G20 finance ministers and central bank governors began a two-day meeting in india on Monday. The agenda for the meeting is set to include discussions on debt relief for developing nations and sustainable finance. There will also be a host of bilateral meetings conducted on the sidelines, including Treasury Secretary Janet Yellen meeting her Indian counterpart on Monday as part of a broader strategy to expand and strengthen US ties with India.   

The latest results of a Bloomberg survey show that economists now expect the ECB deposit rate to rise to 4%, up from the 3.75% peak previously anticipated. This shift suggests that economists now expect two 25bps rate hikes, with the first due at the ECB’s next meeting on the 27th of July. The move is consistent with comments from ECB officials, with Slovenian central bank governor Bostjan Vasle highlighting on Monday that “we are prepared to to do more if needed”.

Turkey’s central government budget moved from a surplus of TRY118.9bn in May to a record deficit worth TRY219.6bn (USD8.4bn) in June. The shift to a deficit is in part due to extensive rebuilding costs associated with February’s deadly earthquakes. The Turkish government has recently taken steps to cover these costs, including an announcement that fuel taxes will rise by nearly 200%. Separately, the Turkish president, Recep Tayyip Erdogan, is currently on a 3-day state visit to Saudi Arabia, Qatar and the UAE, with the aim of boosting bilateral economic and trade ties.

The US Empire manufacturing survey, an measure of activity amongst New York state factories, declined 5.5 points to reach a value of 1.1 in June. Although the index value remained above zero (an indication that factory activity in the state remains in expansionary territory) the low level of the reading suggests that the extent of expansion was small. 

Today’s Economic Data and Events

  • 16:30 US Retail sales, June. Forecast: 0.5% m/m
  • 17:15 US Indutrial production, June. Forecast: 0.0% m/m

Fixed Income

  • US treasury yields fell marginally on Monday, after having risen at the end of last week. Yields on the 2yr UST fell 2bps to 4.742% while 10yr yields declined by 3bps to 3.807%.
  • There were also broad-based declines in European yields on Monday. 2yr UK Gilt yields fell 3bps to 5.135% and the 10yr yield ticked down 1bps to reach 4.425%.
  • The 10yr German bund yield fell 4bps to 2.472%.
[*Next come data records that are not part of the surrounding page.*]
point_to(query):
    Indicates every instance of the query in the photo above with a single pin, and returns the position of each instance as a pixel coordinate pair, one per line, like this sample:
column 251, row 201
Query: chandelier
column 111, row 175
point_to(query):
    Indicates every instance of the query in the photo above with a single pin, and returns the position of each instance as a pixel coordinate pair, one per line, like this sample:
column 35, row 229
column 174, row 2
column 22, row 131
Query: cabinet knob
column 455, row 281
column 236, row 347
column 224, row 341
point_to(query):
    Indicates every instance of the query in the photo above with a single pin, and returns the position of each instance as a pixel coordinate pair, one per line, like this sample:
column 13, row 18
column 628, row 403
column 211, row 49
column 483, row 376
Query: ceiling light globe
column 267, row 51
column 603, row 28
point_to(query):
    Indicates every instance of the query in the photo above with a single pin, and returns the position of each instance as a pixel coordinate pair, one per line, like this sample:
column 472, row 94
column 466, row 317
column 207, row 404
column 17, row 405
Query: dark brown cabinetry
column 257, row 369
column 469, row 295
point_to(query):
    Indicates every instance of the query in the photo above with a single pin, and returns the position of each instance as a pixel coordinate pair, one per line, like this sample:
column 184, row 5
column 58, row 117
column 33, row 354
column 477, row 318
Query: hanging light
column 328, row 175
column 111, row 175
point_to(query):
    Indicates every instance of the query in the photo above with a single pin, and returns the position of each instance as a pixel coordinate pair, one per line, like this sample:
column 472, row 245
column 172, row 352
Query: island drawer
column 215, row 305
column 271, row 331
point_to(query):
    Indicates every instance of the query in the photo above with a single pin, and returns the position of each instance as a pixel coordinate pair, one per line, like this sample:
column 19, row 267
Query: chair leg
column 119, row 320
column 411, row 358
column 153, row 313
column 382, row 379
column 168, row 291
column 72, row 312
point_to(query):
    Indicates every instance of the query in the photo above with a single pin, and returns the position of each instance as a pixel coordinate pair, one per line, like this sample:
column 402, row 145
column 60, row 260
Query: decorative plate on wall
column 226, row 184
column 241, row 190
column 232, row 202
  • Sterling was slightly weaker against the US dollar on Monday falling  0.15%, to reach 1.3073. EURUSD was marginally stronger, up 0.1%, at the end of trading at 1.1236.
  • Moves in commodity currencies were similarly mixed against the dollar on Monday, with USDCAD falling 0.13% to 1.3199, AUDUSD falling 0.32% to reach 0.6816, and NZDUSD declining 0.7% to 0.6325.


  • Disappointing Chinese GDP data weighed on some equity markets to start the week, especially in the absence of any other major economic releases. This was not least the case in mainland China where the Shanghai Composite ended the day down 0.9%, although in Hong Kong the Hang Seng did end the day 0.3% higher. In Japan, the Nikkei closed down 0.1%.
  • The mood was similarly downbeat in Europe, where the composite STOXX 600 dropped 0.6% on the day, as the CAC lost 1.1% and the FTSE 100 closed down 0.4%.
  • Sentiment was stronger in the US, where the Dow Jones, the S&P 500, and the NASDAQ added 0.2%, 0.4%, and 0.9% respectively.
  • Locally, the DFM closed up 0.1% and the ADX lost 0.1%.


  • The weak data out of China weighed on oil prices at the start of the week as concerns around economic growth and subsequent oil demand resurged. Both Brent futures and WTI ended the day down 1.7%, to close at USD 78.5/b and USD 74.2/b respectively.